Mas a nova grande zona de expansão é o Caribe, a plataforma perfeita para sua entrada na América continental. A cabeça de ponte, por enquanto, é El Salvador, com 1.200 casos e onde já começaram as fumigações sistemáticas, um dos métodos tradicionais para combater esta praga. "Estamos enfrentando uma nova doença, mas estamos preparados para a luta", apontou a ministra de Saúde salvadorenha, Violeta Menjívar. A rápida propagação neste país aconteceu, segundo os especialistas, pela forte implantação do mosquito tigre e porque, ao se tratar de uma doença desconhecida na região, a população não desenvolveu ainda nenhuma barreira imunológica.
Uma das maiores dificuldades para frear o avanço do vírus na América Central está na proximidade de seu maior celeiro: o Caribe. Só na República Dominicana, Haiti, Martinica e Guadalupe foram registrados este ano mais de 150.000 casos suspeitos e quase 4.000 confirmados, segundo a Organização Panamericana de Saúde.
Com este febril caldo de cultivo, a diáspora do vírus para os países vizinhos acaba sendo muito fácil. Só é preciso que um doente seja picado por uma das variedades de mosquito descritas para que o inseto se converta em um acelerado vetor de transmissão. "Não há como impedir que o chikungunya entre no país, não se pode cobrir todo um país com um mosquiteiro, há centenas de voos entre a Costa Rica e os países caribenhos", apontou um alto responsável sanitário costa-riquenho.

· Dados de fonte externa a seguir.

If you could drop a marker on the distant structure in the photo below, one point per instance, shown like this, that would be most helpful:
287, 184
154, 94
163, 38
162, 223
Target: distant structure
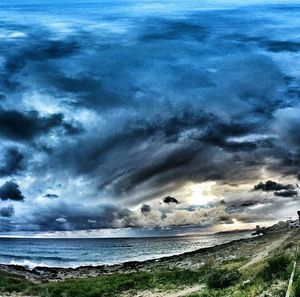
296, 223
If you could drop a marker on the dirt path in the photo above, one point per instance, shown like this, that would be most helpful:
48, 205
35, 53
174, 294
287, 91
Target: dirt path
184, 292
269, 248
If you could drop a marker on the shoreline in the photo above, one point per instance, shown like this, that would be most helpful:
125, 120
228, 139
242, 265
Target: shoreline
190, 259
32, 264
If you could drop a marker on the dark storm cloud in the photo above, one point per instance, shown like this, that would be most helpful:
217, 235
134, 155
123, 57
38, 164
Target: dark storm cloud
270, 185
62, 216
170, 199
51, 196
13, 162
164, 29
25, 126
7, 212
159, 102
286, 193
39, 50
10, 191
145, 209
282, 46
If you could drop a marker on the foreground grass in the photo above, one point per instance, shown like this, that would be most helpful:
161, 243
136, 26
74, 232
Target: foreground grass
221, 279
13, 283
106, 285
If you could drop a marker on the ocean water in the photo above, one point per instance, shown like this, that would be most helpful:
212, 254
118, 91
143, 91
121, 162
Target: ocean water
33, 252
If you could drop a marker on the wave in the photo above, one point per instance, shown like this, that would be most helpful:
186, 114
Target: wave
30, 258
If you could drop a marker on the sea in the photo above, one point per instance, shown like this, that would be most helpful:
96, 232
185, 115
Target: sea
75, 252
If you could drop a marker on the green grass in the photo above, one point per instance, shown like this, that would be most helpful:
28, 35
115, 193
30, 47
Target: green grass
221, 279
13, 283
113, 285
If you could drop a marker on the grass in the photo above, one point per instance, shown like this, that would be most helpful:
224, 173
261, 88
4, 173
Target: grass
106, 285
222, 279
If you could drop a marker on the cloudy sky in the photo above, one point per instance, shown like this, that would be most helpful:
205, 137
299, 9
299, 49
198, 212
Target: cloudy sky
154, 114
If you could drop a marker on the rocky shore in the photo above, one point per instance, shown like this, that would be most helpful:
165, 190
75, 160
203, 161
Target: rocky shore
250, 248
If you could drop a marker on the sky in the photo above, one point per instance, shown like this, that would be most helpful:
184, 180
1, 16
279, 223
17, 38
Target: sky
130, 115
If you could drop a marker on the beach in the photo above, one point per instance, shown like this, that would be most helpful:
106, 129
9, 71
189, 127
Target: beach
244, 255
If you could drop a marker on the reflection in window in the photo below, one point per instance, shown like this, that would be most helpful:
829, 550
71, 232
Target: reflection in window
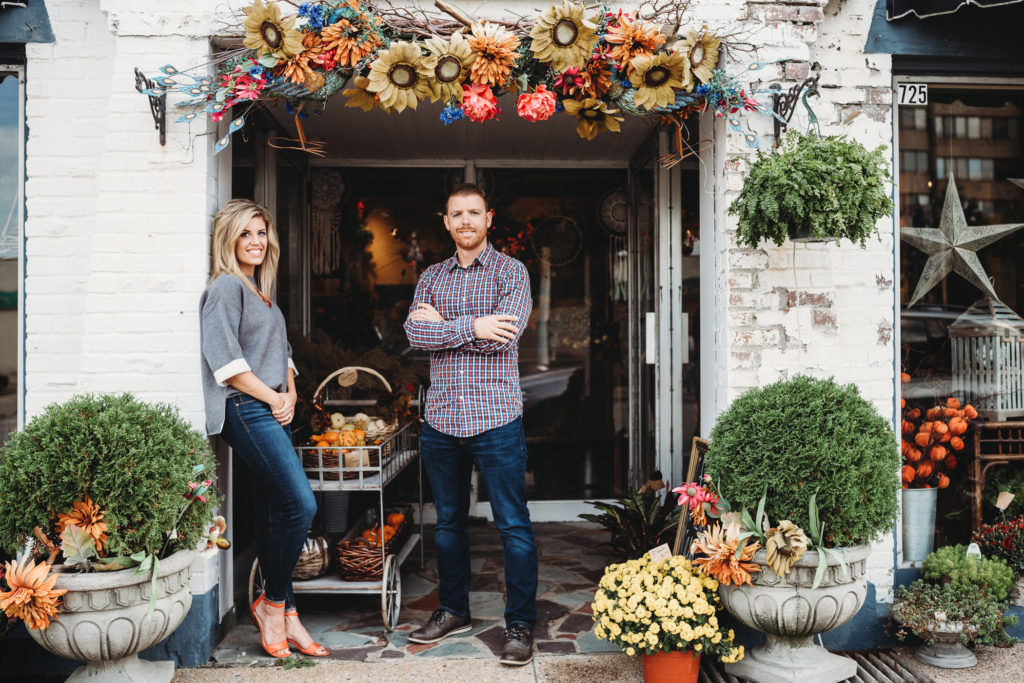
10, 235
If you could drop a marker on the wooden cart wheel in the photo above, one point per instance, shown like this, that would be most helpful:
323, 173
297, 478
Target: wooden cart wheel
390, 593
255, 583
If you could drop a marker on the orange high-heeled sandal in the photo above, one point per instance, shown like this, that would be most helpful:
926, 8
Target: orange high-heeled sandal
314, 649
278, 650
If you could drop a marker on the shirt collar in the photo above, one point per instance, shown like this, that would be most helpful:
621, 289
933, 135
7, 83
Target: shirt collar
483, 258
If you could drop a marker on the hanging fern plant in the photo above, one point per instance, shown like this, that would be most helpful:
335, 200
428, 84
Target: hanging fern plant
814, 188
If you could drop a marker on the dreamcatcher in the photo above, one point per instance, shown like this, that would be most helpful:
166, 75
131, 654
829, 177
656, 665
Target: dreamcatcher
557, 241
329, 190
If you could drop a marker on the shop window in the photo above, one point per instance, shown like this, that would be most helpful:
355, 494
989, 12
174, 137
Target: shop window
11, 134
974, 140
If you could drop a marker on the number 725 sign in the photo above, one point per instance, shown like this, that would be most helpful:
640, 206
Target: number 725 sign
911, 93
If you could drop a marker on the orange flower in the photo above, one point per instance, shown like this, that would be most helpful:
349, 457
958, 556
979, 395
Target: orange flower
32, 596
720, 561
632, 38
496, 53
350, 42
87, 515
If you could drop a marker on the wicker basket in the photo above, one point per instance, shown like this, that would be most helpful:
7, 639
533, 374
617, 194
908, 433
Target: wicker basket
357, 558
313, 560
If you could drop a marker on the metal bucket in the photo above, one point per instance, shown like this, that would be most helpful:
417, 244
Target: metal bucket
919, 523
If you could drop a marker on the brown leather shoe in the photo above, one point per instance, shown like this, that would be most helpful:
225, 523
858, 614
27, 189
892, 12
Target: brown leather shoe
518, 645
441, 625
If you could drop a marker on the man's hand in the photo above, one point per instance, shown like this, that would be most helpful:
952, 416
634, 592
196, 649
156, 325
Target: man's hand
497, 328
426, 312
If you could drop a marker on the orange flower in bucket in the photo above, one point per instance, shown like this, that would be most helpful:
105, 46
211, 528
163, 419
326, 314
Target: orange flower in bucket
32, 596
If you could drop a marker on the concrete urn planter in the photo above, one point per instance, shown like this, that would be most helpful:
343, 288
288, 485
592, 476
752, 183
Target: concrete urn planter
102, 621
790, 612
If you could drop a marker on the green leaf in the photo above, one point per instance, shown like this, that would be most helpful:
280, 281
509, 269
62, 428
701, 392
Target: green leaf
77, 545
820, 573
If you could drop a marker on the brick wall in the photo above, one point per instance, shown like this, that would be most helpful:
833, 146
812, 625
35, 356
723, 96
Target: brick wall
117, 250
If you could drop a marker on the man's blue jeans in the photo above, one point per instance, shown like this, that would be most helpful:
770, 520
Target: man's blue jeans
285, 502
501, 457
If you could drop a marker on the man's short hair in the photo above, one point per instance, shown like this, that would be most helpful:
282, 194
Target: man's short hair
467, 189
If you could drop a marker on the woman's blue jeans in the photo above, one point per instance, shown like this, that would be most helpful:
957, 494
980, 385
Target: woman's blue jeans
284, 501
501, 457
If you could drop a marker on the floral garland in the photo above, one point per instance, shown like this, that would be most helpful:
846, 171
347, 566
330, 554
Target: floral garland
596, 68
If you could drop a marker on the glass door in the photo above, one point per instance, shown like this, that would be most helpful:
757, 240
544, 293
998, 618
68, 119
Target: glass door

E a passagem do chikungunya pela América Central significa sua instalação às portas do grande gigante americano, os Estados Unidos, onde já foram registrados 80 casos, embora nenhum continental. A possibilidade desta expansão foi contemplada desde 2006 pelo Centro de Controle de Enfermidades Infecciosas, um dos organismos centrais na prevenção de epidemias. Para evitar isso, foi espalhada uma rede de laboratórios de referência e iniciado programas de análise rápida e treinamento de pessoal sanitário, em colaboração com a Organização Panamericana da Saúde. Também foram emitidas recomendações aos viajantes, sobretudo os que vão ao Caribe, para evitar a infecção (com anti-mosquitos e permetrina nas roupas) e conseguir uma rápida detecção em caso de sintomas.